Allora, qual è il ruolo della rivelazione biblica? La risposta si trova nel primo versetto del libro dell’Apocalisse: è una rivelazione di Gesù Cristo (Apocalisse 1:1). Il futuro non riguarda gli orrori dei malvagi, ma la bontà e la saggezza di Dio, che offre la grazia e interviene per difendere i suoi figli quando la verità sembra essere inghiottita dalla menzogna. Anche se questa grazia significa dare tempo e spazio a chi fa del male, è Dio che ha il controllo assoluto e che alla fine interverrà in difesa di coloro che hanno creduto in lui. Anche i segni dei tempi non vanno interpretati come pietre miliari che indicano la distanza dalla meta, ma piuttosto come indicatori del fatto che si sta andando nella giusta direzione. Per coloro che amano Dio, il futuro non è semplicemente un tempo ancora sconosciuto, ma un luogo di incontro con il Signore, un tempo in cui Dio può essere visto nella sua grandezza e bontà. Ecco perché non temono il futuro, così come non hanno paura del presente o del passato.
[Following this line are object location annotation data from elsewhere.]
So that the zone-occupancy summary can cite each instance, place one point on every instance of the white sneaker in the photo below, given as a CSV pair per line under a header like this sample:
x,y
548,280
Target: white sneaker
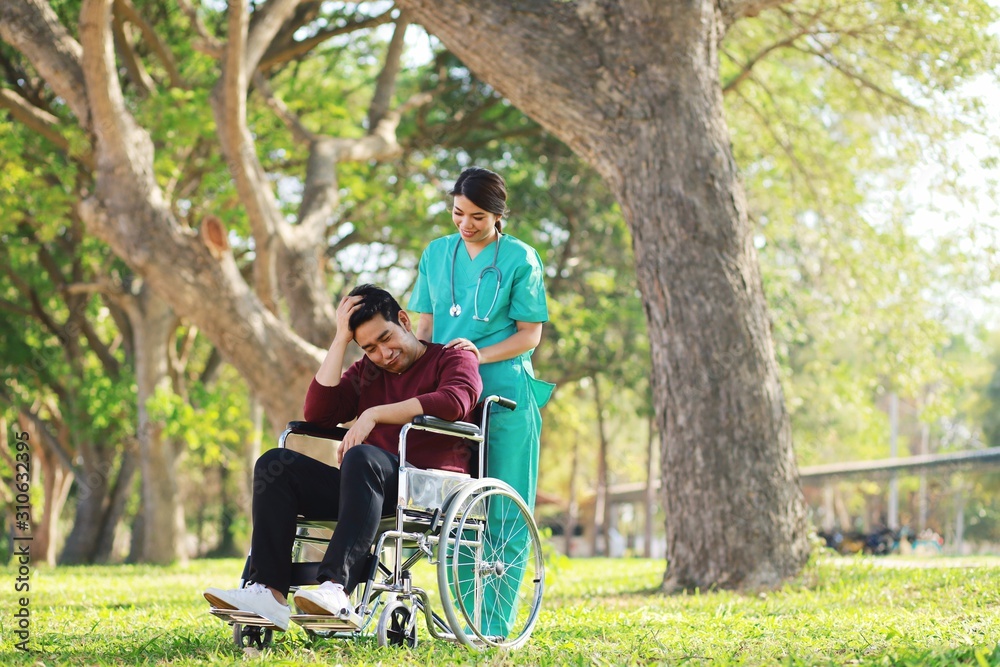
x,y
329,598
256,599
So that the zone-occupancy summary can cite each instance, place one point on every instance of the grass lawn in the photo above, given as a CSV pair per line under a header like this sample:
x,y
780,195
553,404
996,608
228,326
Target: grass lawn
x,y
840,611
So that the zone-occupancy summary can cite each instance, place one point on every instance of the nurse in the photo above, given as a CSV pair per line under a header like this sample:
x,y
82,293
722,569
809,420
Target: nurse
x,y
483,290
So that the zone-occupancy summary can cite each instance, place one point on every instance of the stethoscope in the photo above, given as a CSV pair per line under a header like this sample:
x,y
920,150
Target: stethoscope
x,y
456,309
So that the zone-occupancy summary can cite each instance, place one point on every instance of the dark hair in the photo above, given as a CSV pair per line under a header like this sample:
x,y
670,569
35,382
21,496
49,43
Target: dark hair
x,y
484,188
374,301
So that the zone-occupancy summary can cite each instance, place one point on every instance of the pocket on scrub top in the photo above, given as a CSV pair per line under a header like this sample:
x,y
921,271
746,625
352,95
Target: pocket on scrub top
x,y
541,390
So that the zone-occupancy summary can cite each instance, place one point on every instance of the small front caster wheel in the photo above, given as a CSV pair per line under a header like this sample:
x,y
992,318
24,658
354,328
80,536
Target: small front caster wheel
x,y
397,625
252,636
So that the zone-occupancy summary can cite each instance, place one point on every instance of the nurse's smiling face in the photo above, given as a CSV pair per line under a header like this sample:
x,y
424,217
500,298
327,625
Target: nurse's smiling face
x,y
477,227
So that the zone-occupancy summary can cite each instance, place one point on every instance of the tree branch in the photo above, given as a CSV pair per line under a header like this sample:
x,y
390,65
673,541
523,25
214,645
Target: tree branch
x,y
385,85
133,64
40,121
733,10
299,49
207,43
128,11
32,27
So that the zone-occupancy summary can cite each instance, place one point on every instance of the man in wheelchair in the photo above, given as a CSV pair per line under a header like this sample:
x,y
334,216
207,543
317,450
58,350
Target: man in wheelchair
x,y
399,378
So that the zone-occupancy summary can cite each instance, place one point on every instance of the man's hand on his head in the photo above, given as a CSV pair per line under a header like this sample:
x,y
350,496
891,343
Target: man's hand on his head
x,y
347,306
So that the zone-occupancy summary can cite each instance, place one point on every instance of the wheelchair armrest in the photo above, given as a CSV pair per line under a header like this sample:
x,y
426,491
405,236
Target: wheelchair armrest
x,y
308,428
457,428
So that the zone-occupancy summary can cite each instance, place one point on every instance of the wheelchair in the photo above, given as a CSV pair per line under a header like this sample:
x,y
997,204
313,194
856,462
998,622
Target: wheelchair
x,y
476,532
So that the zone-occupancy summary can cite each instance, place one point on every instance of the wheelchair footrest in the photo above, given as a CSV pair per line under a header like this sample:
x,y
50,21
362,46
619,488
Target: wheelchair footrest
x,y
241,617
346,622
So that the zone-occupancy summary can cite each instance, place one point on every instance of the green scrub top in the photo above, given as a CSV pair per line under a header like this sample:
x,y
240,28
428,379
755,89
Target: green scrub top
x,y
519,296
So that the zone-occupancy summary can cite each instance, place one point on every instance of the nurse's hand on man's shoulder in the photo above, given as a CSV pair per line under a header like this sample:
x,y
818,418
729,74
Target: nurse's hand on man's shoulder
x,y
465,344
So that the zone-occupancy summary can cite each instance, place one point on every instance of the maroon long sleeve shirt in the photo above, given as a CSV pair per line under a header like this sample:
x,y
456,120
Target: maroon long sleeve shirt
x,y
445,381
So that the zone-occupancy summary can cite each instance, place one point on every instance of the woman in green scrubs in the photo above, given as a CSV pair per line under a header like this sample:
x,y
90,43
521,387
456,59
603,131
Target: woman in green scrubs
x,y
483,290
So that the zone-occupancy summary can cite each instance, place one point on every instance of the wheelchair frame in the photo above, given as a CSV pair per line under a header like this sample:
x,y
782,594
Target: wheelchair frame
x,y
455,537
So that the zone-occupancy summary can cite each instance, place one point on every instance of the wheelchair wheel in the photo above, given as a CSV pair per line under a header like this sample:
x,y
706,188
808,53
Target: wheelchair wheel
x,y
397,625
490,569
252,636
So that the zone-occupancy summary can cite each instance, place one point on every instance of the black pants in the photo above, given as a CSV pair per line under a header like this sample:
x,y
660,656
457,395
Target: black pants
x,y
287,484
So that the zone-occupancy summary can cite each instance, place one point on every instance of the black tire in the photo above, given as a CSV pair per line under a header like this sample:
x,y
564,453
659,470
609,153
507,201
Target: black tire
x,y
483,560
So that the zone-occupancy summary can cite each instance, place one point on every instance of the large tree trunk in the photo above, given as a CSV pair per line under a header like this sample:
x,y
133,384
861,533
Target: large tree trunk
x,y
153,323
633,88
92,493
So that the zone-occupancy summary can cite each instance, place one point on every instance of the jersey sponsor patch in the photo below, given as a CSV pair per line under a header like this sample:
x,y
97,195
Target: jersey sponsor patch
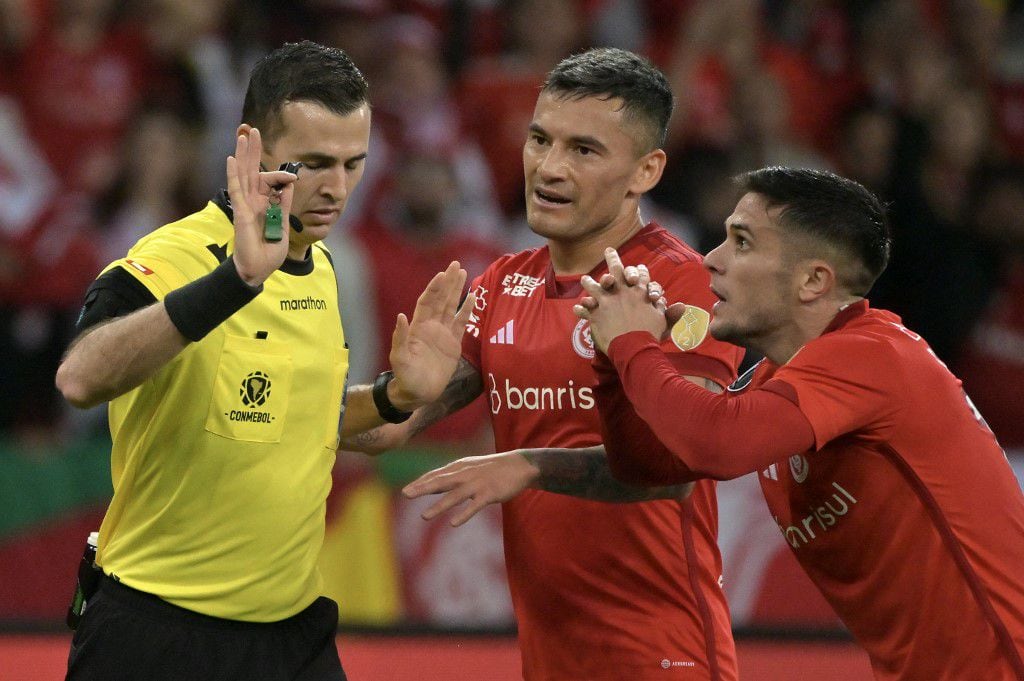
x,y
479,304
520,286
799,467
139,266
691,328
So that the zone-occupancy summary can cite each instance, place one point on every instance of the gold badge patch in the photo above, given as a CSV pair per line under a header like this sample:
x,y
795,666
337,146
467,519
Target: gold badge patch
x,y
691,328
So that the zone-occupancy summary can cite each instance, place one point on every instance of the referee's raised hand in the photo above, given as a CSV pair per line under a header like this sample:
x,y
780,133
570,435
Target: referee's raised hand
x,y
252,192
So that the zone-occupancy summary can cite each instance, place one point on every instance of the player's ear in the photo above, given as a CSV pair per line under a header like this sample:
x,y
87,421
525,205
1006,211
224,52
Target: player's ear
x,y
817,279
648,171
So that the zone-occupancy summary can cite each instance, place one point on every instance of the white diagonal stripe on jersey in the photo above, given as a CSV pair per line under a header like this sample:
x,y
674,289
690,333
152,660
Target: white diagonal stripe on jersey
x,y
504,335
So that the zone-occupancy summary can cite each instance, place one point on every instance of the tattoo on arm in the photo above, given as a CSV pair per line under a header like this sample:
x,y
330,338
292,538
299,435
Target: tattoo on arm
x,y
462,389
465,386
585,473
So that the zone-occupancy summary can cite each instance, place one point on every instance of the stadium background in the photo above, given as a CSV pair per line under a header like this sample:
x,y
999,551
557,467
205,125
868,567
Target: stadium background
x,y
116,116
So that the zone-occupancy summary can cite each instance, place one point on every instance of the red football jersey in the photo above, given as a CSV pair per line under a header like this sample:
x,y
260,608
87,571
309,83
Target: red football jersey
x,y
601,591
907,515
(Adrian Neagu è direttore editoriale della casa editrice “Life and Health Romania” e ha conseguito un dottorato di ricerca in storia.).
Note
[1] Agostino, Mărturisiri (Le Confessioni), traduzione di Nicolae Barbu, pubblicato dall’Istituto Biblico e Missionario della Chiesa Ortodossa Rumena, Bucarest, 1994, pp. 340-341.
[2] Cfr. Jayne Leonard, “What to Know About Anticipatory Anxiety (Cosa sapere sull’ansia anticipatoria), in Medical News Today (online), 20 luglio 2021, disponibile su https://www.medicalnewstoday.com/articles/anticipatory-anxiety.
[3] L’affermazione è erroneamente attribuita ad Abraham Lincoln, ma a quanto pare è stata pronunciata per la prima volta da Peter Drucker.